Shrike eye position is elevated and probably contributes to a wider
binocular field of vision (Schön 1996). Undoubtedly, they possess
extremely keen eyesight, especially for moving objects (Cade 1967).
The area between the eye and the beak is a sensitive zone when catching
poisonous or urticantic food. These types of prey vary in composition of
noxious organs or secreting chemical substances, with hard and thick
carapaces.
The Iberian grey shrike, Lanius meridionalis , is a monotypic
species of the family that is geographically restricted to the
Mediterranean region of the Iberian Peninsula and southern France. Given
their tendency to colonize dry open environments, they are scarce at
altitudes above 1000 m.
A remarkable range of prey species are available to them, from
mosquitoes and tiny ants and spiders to tetrapod vertebrates with a body
mass equal to or exceeding their own. Both as an individual and as a
population, the Iberian grey shrike can be very opportunistic due to its
specialization in temporally and spatially limited prey abundance (Hódar
2006).
While insects are the most common prey item of the Iberian grey shrike,
their diet also includes arthropods, lizards, birds, and small mammals
in Spain (Hódar 2006).
The diet varies both regionally and seasonally. Insects dominate in its
French habitats with only few mammals and birds (Lepley 1998) .
Regarding seasonal variations, Hymenopterae are mainly consumed in
autumn, Arachnidae in autumn and winter, Orthopterae in summer and
autumn, and Lepidopterae larvae in winter and spring including by young
birds. Coleopterae were ingested in large numbers throughout the year.
Carabidae were the main prey in winter and Melolonthidae were
particularly important for adults during nestling, as were Cetoniidae
for the chicks (Lepley et al. 2004).
The loggerhead shrike, Lanius ludovicianus , is able to overcome
the toxic defences of a variety of chemically defended invertebrates
such as the grasshopper (Romalea guttata ), the bella moth
(Utetheisa ornatrix ), and the beetle (Lytta polita ) (Yosef
& Whitman 1992, Yosef et al. 1996). The same behaviour has been
observed in the Levantine shrike Lanius excubitor aucheri in
Israel with the highly venomous Orthoptera Poikylocerus bufonius .
A three-day period likely is presumably allowed for detoxification and
subsequent consumption of unsavoury prey (Fuisz & Yosef 2001).

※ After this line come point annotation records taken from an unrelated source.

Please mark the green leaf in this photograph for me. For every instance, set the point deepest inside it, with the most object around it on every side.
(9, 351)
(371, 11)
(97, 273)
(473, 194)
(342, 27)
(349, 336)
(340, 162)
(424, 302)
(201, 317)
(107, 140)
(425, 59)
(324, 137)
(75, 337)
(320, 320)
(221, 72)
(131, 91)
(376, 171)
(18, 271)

The present study focuses on the particular structure of the loral
plumage of the Iberian grey shrike in southern France, where they feed
on arthropods which they capture primarily with their beak. Our
hypothesis is that the composition of loral bristles is morphologically
highly specialized for this particular type of diet and prey capture
mode, directly affecting the shape, length, and arrangement of feathers
in the area between the eyes and beak.